6.1.30 Extended I/O specifiers

GNU Fortran supports the additional legacy I/O specifiers CARRIAGECONTROL, READONLY, and SHARE with the compile flag -fdec, for compatibility.

CARRIAGECONTROL

The CARRIAGECONTROL specifier allows a user to control line termination settings between output records for an I/O unit. The specifier has no meaning for readonly files. When CARRAIGECONTROL is specified upon opening a unit for formatted writing, the exact CARRIAGECONTROL setting determines what characters to write between output records. The syntax is:

OPEN(..., CARRIAGECONTROL=cc)

Where cc is a character expression that evaluates to one of the following values:

'LIST' One line feed between records (default)
'FORTRAN' Legacy interpretation of the first character (see below)
'NONE' No separator between records

With CARRIAGECONTROL='FORTRAN', when a record is written, the first character of the input record is not written, and instead determines the output record separator as follows:

Leading character Meaning Output separating character(s)
'+' Overprinting Carriage return only
'-' New line Line feed and carriage return
'0' Skip line Two line feeds and carriage return
'1' New page Form feed and carriage return
'$' Prompting Line feed (no carriage return)
CHAR(0) Overprinting (no advance) None
READONLY

The READONLY specifier may be given upon opening a unit, and is equivalent to specifying ACTION='READ', except that the file may not be deleted on close (i.e.
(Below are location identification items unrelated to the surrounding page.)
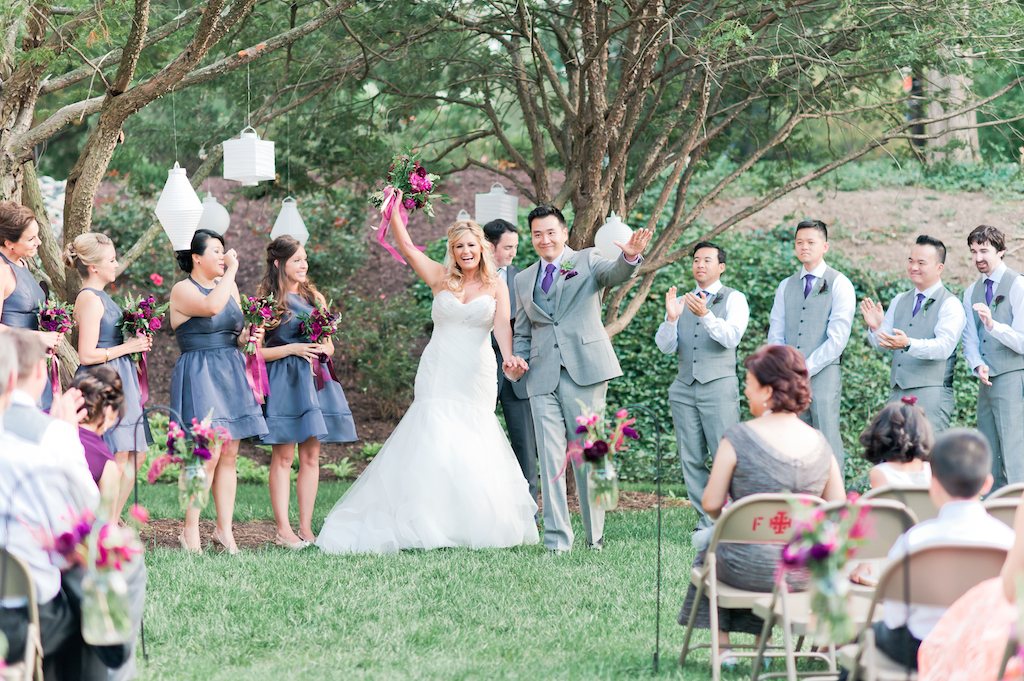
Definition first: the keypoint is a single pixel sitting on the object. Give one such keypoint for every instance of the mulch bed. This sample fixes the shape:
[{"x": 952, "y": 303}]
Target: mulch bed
[{"x": 163, "y": 533}]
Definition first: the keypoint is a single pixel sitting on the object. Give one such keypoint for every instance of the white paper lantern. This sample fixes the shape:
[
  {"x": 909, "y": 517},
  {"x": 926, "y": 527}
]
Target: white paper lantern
[
  {"x": 290, "y": 222},
  {"x": 612, "y": 230},
  {"x": 497, "y": 204},
  {"x": 249, "y": 159},
  {"x": 178, "y": 209},
  {"x": 215, "y": 217}
]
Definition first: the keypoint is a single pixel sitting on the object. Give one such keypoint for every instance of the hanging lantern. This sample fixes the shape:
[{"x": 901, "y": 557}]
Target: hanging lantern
[
  {"x": 612, "y": 230},
  {"x": 179, "y": 209},
  {"x": 215, "y": 217},
  {"x": 290, "y": 222},
  {"x": 497, "y": 204},
  {"x": 249, "y": 159}
]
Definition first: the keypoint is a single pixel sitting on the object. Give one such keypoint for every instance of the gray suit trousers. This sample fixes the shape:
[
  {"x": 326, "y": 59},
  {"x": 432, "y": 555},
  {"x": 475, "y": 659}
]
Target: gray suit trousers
[
  {"x": 826, "y": 396},
  {"x": 554, "y": 421},
  {"x": 700, "y": 414},
  {"x": 937, "y": 401},
  {"x": 1000, "y": 418},
  {"x": 519, "y": 422}
]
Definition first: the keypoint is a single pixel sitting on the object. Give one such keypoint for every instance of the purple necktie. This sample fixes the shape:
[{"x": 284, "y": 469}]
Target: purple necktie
[
  {"x": 549, "y": 277},
  {"x": 916, "y": 305}
]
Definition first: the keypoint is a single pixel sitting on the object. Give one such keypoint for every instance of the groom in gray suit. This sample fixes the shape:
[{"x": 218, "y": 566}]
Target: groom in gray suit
[
  {"x": 558, "y": 330},
  {"x": 515, "y": 402}
]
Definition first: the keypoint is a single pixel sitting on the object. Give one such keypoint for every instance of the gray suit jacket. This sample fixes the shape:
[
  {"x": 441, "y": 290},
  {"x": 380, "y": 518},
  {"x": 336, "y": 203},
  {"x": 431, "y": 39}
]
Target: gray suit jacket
[
  {"x": 519, "y": 386},
  {"x": 574, "y": 333}
]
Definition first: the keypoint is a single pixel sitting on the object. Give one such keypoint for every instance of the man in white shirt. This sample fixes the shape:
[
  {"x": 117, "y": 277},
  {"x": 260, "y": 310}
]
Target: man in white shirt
[
  {"x": 704, "y": 326},
  {"x": 922, "y": 328},
  {"x": 813, "y": 312},
  {"x": 993, "y": 346}
]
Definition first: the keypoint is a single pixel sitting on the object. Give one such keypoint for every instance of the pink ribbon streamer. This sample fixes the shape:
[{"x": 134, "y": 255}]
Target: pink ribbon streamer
[{"x": 390, "y": 203}]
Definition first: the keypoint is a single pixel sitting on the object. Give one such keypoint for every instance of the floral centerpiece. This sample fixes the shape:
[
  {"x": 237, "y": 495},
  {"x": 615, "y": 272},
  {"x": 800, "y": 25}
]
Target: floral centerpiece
[
  {"x": 822, "y": 545},
  {"x": 321, "y": 325},
  {"x": 406, "y": 174},
  {"x": 257, "y": 310},
  {"x": 55, "y": 316},
  {"x": 194, "y": 491},
  {"x": 601, "y": 439},
  {"x": 140, "y": 317}
]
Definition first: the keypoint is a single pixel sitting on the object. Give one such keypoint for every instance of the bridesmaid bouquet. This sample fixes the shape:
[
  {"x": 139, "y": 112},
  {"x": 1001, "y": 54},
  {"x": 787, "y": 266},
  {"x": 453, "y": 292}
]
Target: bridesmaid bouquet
[
  {"x": 602, "y": 438},
  {"x": 417, "y": 185},
  {"x": 822, "y": 546},
  {"x": 320, "y": 326}
]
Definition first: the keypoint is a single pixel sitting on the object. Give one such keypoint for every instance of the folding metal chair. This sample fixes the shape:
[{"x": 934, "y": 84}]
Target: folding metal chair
[
  {"x": 753, "y": 519},
  {"x": 914, "y": 498},
  {"x": 939, "y": 573},
  {"x": 15, "y": 582}
]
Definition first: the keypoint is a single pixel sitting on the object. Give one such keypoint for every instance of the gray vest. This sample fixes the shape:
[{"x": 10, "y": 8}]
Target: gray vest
[
  {"x": 908, "y": 372},
  {"x": 998, "y": 357},
  {"x": 700, "y": 357},
  {"x": 807, "y": 318},
  {"x": 29, "y": 423}
]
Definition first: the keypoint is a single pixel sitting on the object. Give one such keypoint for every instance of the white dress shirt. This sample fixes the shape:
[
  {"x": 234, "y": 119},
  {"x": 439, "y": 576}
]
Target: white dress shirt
[
  {"x": 725, "y": 330},
  {"x": 963, "y": 521},
  {"x": 948, "y": 327},
  {"x": 1011, "y": 335},
  {"x": 840, "y": 320},
  {"x": 61, "y": 449}
]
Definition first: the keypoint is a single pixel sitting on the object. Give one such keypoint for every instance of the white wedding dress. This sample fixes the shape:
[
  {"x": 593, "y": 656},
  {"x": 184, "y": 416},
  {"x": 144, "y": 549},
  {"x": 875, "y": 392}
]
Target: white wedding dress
[{"x": 446, "y": 476}]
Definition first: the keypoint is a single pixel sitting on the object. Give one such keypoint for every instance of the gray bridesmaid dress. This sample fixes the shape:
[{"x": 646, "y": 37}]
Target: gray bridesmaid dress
[
  {"x": 211, "y": 373},
  {"x": 296, "y": 411},
  {"x": 20, "y": 309},
  {"x": 124, "y": 436}
]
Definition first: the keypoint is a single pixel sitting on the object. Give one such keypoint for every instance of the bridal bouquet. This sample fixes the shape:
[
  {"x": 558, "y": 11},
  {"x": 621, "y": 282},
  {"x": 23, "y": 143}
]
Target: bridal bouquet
[
  {"x": 601, "y": 439},
  {"x": 58, "y": 316},
  {"x": 320, "y": 326},
  {"x": 417, "y": 185},
  {"x": 822, "y": 546}
]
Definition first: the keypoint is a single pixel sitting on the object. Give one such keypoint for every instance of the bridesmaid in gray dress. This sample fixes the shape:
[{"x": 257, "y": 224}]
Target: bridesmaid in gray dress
[
  {"x": 100, "y": 343},
  {"x": 20, "y": 295},
  {"x": 775, "y": 452},
  {"x": 296, "y": 412},
  {"x": 211, "y": 372}
]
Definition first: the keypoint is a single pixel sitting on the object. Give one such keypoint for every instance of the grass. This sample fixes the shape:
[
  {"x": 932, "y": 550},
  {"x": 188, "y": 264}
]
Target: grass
[{"x": 451, "y": 613}]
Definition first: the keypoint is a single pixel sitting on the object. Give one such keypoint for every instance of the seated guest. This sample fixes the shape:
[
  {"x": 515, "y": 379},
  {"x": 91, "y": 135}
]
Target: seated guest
[
  {"x": 773, "y": 453},
  {"x": 962, "y": 465},
  {"x": 898, "y": 441}
]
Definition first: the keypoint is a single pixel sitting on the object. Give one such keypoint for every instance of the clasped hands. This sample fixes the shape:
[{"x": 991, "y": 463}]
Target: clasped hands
[{"x": 514, "y": 368}]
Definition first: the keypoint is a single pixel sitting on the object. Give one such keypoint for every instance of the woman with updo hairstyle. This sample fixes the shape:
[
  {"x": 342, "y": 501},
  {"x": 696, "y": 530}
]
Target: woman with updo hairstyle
[
  {"x": 100, "y": 344},
  {"x": 775, "y": 452},
  {"x": 104, "y": 407},
  {"x": 20, "y": 295},
  {"x": 899, "y": 442},
  {"x": 210, "y": 375},
  {"x": 296, "y": 412}
]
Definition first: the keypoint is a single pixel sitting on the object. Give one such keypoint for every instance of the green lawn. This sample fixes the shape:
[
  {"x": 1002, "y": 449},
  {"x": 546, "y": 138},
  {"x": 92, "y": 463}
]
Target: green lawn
[{"x": 439, "y": 614}]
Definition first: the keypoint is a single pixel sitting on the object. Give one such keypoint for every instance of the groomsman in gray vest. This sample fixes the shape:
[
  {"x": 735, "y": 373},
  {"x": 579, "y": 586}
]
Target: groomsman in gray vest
[
  {"x": 559, "y": 331},
  {"x": 922, "y": 328},
  {"x": 813, "y": 312},
  {"x": 993, "y": 345},
  {"x": 515, "y": 402},
  {"x": 705, "y": 327}
]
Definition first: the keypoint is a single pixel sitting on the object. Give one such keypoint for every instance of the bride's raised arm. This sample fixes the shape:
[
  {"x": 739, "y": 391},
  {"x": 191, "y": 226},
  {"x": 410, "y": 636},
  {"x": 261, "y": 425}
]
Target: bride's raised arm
[{"x": 430, "y": 271}]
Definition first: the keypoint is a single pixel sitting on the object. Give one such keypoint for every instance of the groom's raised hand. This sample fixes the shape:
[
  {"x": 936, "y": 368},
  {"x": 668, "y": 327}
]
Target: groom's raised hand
[{"x": 637, "y": 244}]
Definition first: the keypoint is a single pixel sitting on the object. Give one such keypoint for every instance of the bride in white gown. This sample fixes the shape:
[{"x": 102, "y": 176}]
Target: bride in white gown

CLOSE with STATUS="DELETE"). The syntax is:

OPEN(..., READONLY)
SHARE

The SHARE specifier allows system-level locking on a unit upon opening it for controlled access from multiple processes/threads. The SHARE specifier has several forms:

OPEN(..., SHARE=sh)
OPEN(..., SHARED)
OPEN(..., NOSHARED)

Where sh in the first form is a character expression that evaluates to a value as seen in the table below. The latter two forms are aliases for particular values of sh:

Explicit form Short form Meaning
SHARE='DENYRW' NOSHARED Exclusive (write) lock
SHARE='DENYNONE' SHARED Shared (read) lock

In general only one process may hold an exclusive (write) lock for a given file at a time, whereas many processes may hold shared (read) locks for the same file.

The behavior of locking may vary with your operating system. On POSIX systems, locking is implemented with fcntl. Consult your corresponding operating system’s manual pages for further details. Locking via SHARE= is not supported on other systems.